Conversely from the GLIMPSE1 method, GLIMPSE2 approach is primarily focused on imputation only from the reference panel and it optimizes this task by incorporating new features. First, the reference panel is represented sparsely in memory, allowing for efficient storage of dense cohorts. The sparse representation of the reference panel facilitates the introduction of a new data structure to hasten haplotype matching and an efficient implementation of the HMM, which calculates posterior probabilities by leveraging the sparsity of the panel. Additional features of GLIMPSE2 include a genotype caller that integrates genotype likelihood computations directly into the GLIMPSE software and imputation of small insertions and deletions and low-quality variants separately from SNPs, by performing imputation into a haplotype scaffold obtained from high-quality SNPs.

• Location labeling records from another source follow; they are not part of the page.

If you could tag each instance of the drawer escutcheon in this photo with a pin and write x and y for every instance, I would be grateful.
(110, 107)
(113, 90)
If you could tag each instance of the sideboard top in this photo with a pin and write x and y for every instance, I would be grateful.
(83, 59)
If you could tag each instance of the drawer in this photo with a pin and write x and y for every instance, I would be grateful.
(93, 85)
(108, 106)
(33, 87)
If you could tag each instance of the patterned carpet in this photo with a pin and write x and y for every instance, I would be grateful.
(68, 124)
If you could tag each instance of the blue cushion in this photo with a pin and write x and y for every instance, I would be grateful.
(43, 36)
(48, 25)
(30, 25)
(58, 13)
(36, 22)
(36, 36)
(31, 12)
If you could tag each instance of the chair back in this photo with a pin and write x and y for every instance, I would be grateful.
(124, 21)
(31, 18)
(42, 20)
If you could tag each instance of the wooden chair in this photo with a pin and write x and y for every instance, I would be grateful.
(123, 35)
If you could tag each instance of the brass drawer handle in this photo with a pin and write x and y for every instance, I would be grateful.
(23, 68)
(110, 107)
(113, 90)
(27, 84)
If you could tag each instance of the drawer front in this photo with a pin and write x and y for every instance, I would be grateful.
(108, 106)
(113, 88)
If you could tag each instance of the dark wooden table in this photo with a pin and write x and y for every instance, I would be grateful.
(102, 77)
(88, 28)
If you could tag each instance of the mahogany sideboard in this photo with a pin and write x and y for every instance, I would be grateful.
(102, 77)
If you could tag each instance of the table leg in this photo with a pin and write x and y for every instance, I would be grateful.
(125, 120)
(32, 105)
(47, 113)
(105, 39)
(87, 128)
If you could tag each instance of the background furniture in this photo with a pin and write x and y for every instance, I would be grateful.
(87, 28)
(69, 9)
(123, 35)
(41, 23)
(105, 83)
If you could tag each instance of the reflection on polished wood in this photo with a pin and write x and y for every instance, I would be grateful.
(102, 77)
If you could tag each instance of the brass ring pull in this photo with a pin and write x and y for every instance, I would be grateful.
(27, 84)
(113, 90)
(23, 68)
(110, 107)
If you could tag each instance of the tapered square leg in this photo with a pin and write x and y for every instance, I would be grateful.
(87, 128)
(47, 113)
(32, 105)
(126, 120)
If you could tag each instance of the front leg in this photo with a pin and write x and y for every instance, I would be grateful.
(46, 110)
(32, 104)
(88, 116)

The subsequent sections will provide a more comprehensive explanation of three of the previously referenced features, which are critical for the ability of the model to scale when applied to deeply sequenced reference panels. Further details regarding the method can be found in Supplementary Note 1.2.2.

Sparse reference panel representation

GLIMPSE2 represents the reference panel as a sparse matrix, encoding haplotypes with one bit per allele if the variant is defined as common (MAF ≥ 0.001 by default) and storing the indices of the haplotypes that carry the minor allele, otherwise. This data representation allows for small memory usage but also for a fast identification of the haplotypes carrying a rare variant. Additionally, the transpose of the data structures gives efficient access to the rare variants of each haplotype. More details can be found in Supplementary Note 1.2.2.1.

We encoded the sparse reference panel representation in a binary file format to be efficiently stored on the disk. The file format translates directly into the memory data structures used by GLIMPSE2 and does not require any general-purpose compression algorithm. Together with the reference file format, we store the run-length encoded sparse positional Burrows–Wheeler transform (PBWT) data structure in the same file file, together with the recombination map. As a result, all the data related to the reference panel can be quickly loaded in memory, in much faster running times than standard file formats, such as VCF and BCF.

Sparse positional Burrows–Wheeler transform matching

One of the key components of the GLIMPSE1 model is to reduce the state space using PBWT¹⁵, a data structure that allows efficient query searches in haplotype cohorts, linear in the number of samples and markers. Similarly, GLIMPSE2 extends the PBWT and proposes an algorithm designed for large sequencing cohorts, here called sparse PBWT.

By using the sparse representation of the reference panel, rare variants are treated differently than common variants, allowing the computation of smaller PBWTs which speeds up the algorithm. This is based on the idea that between two adjacent common variants most of the haplotypes do not contain the minor allele in the region and therefore most of the haplotypes would form a single invariable block of major alleles that preserves their relative haplotype order. Therefore, a smaller PBWT is constructed only on haplotypes that have at least one minor allele between two adjacent common variants. The positional prefix array of the small PBWT at the end of the rare-variant interval is simply concatenated with the positional prefix array of other haplotypes that are not changing in the interval. A schematic illustration of the sparse PBWT is shown in Extended Data Fig. 1 and more details are provided in Supplementary Note 1.2.2.2.

Haplotype selection is performed by querying target samples in the sparse PBWT, looking at neighboring haplotypes at common variants (at 0.1 cM intervals by default). The selection is complemented with variant sharing at rare variants, as rare-variant sharing is likely to arise from a recent common ancestor.

Sparse HMM computations

Imputation and phasing are performed using the forward–backward algorithm on the Li and Stephens HMM¹⁴, where reference haplotypes represent the states of the HMM. The computation of posterior probabilities is a computationally intensive task, linear in the number of haplotypes and markers.

The sparse matrix representation of the reference haplotypes in GLIMPSE2 implementation allows to remove the linear component at the marker level during the HMM calculations. GLIMPSE2 selects only \(K\) (default \(K=2,000\)) haplotypes with the sparse PBWT selection to assemble a custom reference panel in which most of the rare variants present in the original reference panel are monomorphic. In the forward–backward algorithm these monomorphic variants do not contribute to the overall state probability. Therefore, in GLIMPSE2 the forward–backward probabilities are computed only at sites that are polymorphic in the custom reference panel, adjusting the transition probability to consider the physical distance between two consecutive polymorphic sites. Posterior probabilities of variants that are monomorphic in the custom reference panel can be quickly computed using the appropriate emission probability.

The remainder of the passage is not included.